Sykes Enterprises, Incorporated Reports Third-Quarter 2010 Financial Results
--Stronger-than-expected revenue and earnings per share growth relative to business outlook
--Operating performance in EMEA improves sequentially
--The Company exits third-quarter 2010 with no debt--Raising 2010 business outlook and acquisition synergy target TAMPA, Fla., Nov. 1, 2010 (GLOBE NEWSWIRE) -- Sykes Enterprises, Incorporated ("SYKES" or the "Company") (Nasdaq:SYKE), a global leader in providing outsourced customer contact management solutions and services in the business process outsourcing (BPO) arena, announced today third-quarter 2010 financial results. Third quarter 2010 Highlights
- Third quarter 2010 revenues of $307.0 million increased $93.5 million, or 43.8%, over the comparable quarter last year; third quarter 2010 revenues included $101.2 million in contribution from the ICT acquisition.
- Third quarter 2010 operating margin was 4.3% versus 9.7% on a comparable basis; on an adjusted basis, a non-GAAP measure, which includes the ICT acquisition but excludes ICT acquisition-related costs (see Exhibit 4 for reconciliation) such as those associated with capacity rationalization and facilities consolidation, third quarter 2010 operating margin was 7.6% versus 10.3%, due to previously-discussed program expirations in both the Americas and EMEA regions beginning in the second-half of 2009, duplicative costs related to migration of demand to near-shore locations in Egypt, Romania and Germany, coupled with unfavorable translation of certain non-dollar denominated expenses and wage increases in certain geographies.
- Excluding the ICT acquisition and on a constant currency basis, third quarter 2010 revenues decreased 3.9% comparably due to tougher year-ago comparisons driven principally by previously-discussed program expirations, migration of demand to near-shore locations as well as softness in the technology and communications verticals, which more than offset increased demand from the financial services and transportation verticals.
- Excluding the ICT acquisition, third quarter 2010 operating margins declined 330 basis points (7.0% vs. 10.3%) comparably due principally to previously-discussed client program expirations, unfavorable translation of certain non-dollar denominated expenses, migration costs and wage increases in certain geographies.
- Third quarter 2010 diluted earnings per share was $0.29 versus $0.46 in the comparable quarter last year and above the Company's third quarter 2010 business outlook earnings per share range of $0.18 to $0.22. The decrease in the Company's third quarter 2010 diluted earnings per share on a comparable basis was due to unfavorable translation of certain non-dollar denominated expenses, an operating loss in the EMEA region due to factors noted above and higher interest expense. Relative to the business outlook, the increase in earnings per share was due to a combination of stronger-than-expected demand, reduced operating losses in EMEA, reduction in compensation expenses and tax benefits.

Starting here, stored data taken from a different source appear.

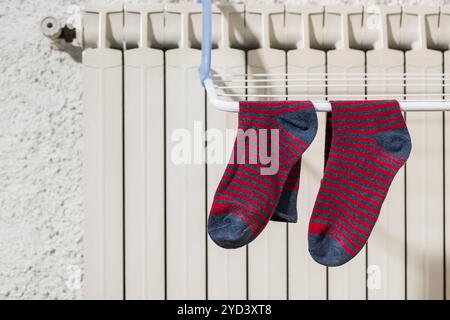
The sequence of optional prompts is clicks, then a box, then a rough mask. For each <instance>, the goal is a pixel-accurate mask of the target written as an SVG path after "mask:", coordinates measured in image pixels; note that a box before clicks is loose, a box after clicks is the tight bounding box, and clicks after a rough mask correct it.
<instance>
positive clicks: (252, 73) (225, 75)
mask: <svg viewBox="0 0 450 320" xmlns="http://www.w3.org/2000/svg"><path fill="white" fill-rule="evenodd" d="M288 75H291V76H304V75H305V74H304V73H216V74H213V75H211V77H212V78H215V77H241V76H252V77H266V76H288ZM330 75H331V76H355V77H358V76H387V77H390V76H406V77H407V76H424V77H428V76H436V77H437V76H439V77H445V76H446V75H445V74H443V73H426V74H424V73H417V72H408V73H395V72H392V73H389V74H386V73H379V72H371V73H345V72H332V73H309V74H308V76H330Z"/></svg>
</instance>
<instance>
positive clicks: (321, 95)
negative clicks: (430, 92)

- On an adjusted basis, third quarter 2010 diluted earnings per share was $0.43 versus $0.48 per share in the comparable quarter last year and versus an adjusted diluted earnings per share range of $0.24 to $0.26 provided in the Company's third quarter 2010 business outlook. The decrease on a comparable basis was due to an operating loss in the EMEA region and higher interest expense. Relative to the business outlook, the increase in earnings per share was largely due to aforementioned factors. Assuming a forecasted tax rate of 20% as projected in the Company's third quarter 2010 business outlook and assuming projected net interest expense of approximately $1.3 million for the third quarter of 2010, adjusted diluted earnings per share would have been $0.38.